What does the debt ceiling debate mean for you? - KWWL - Eastern Iowa Breaking News, Weather, Closings

What does the debt ceiling debate mean for you?


President Obama and federal lawmakers are still debating how to tackle the nation's debt crisis.  So if Congress fails to lift the debt ceiling by the August 2 deadline, how does that impact you?

"Not increasing the debt ceiling and certainly allowing a default on the debt would have very real consequences for average Americans," said Federal Reserve Chairman Ben Bernanke.

Those consequences could be wide-ranging.  The stock market would likely go into a tail-spin, affecting the money you invest, including retirement accounts.

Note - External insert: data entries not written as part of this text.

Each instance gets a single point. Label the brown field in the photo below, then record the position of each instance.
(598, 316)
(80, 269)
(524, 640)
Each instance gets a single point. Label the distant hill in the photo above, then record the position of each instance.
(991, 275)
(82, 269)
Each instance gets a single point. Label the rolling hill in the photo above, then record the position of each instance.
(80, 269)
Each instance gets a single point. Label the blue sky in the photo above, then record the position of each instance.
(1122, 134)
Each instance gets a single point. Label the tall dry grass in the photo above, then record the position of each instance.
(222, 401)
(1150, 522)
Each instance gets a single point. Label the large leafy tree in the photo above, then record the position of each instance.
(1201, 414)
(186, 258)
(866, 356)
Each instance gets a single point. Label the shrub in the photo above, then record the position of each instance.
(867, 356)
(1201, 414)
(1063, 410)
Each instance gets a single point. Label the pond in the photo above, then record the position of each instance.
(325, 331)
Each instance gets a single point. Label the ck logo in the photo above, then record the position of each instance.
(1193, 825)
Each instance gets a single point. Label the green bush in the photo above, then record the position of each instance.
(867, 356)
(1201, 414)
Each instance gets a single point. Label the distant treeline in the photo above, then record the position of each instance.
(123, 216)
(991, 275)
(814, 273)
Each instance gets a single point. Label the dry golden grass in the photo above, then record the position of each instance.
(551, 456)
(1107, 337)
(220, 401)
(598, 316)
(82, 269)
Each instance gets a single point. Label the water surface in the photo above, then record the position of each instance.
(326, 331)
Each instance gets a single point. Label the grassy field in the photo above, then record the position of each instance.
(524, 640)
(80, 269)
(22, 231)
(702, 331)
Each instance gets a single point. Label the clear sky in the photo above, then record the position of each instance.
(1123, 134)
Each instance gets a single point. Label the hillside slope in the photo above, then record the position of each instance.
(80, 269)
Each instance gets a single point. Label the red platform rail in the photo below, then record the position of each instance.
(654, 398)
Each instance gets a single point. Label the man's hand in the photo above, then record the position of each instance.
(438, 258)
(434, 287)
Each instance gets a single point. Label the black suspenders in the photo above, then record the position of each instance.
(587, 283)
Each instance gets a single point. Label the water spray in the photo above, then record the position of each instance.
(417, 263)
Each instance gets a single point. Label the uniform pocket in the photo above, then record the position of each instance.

"I think you would just have a complete economic fall-out, that would really make 2008 look like a cake walk," said Dave Becker with Financial Resource Advisors.

That could make businesses nervous, keeping their budgets tight, too.

"I think you're going to have a lot of panic.  And any time you have that, you'll have the purse strings for banks, for consumers, for corporations trying to go out and do hiring and things like that, be very much tightened up.  And this is even if we allow ourselves to default for just maybe a few days," said Becker.

That means if you're looking for a loan to pay for college, or buy a home or new car, for example, you could be out of luck.  Over time, if the nation can't pay its bills with a higher debt ceiling in place.  It could also make it tougher for you to pay bills, as interest rates on credit cards and mortgages may also go sky-high.

"I think you'd see banks increasing rates, increasing fees and other things because again, they wouldn't know where they stand," said Becker.

And worst case scenario, if you rely on government cash to live, including anything from Social Security to military pay-- there's a chance those checks could be slow in coming or even stop until a deal is reached. 

While that all sounds pretty grim, many experts do not think Congress will allow the US to go into financial default.  One of the biggest reasons why:  they realize how severe the consequences could be both for the country and politically.  Without a debt deal, voters may be frustrated enough to vote nearly everyone out of office.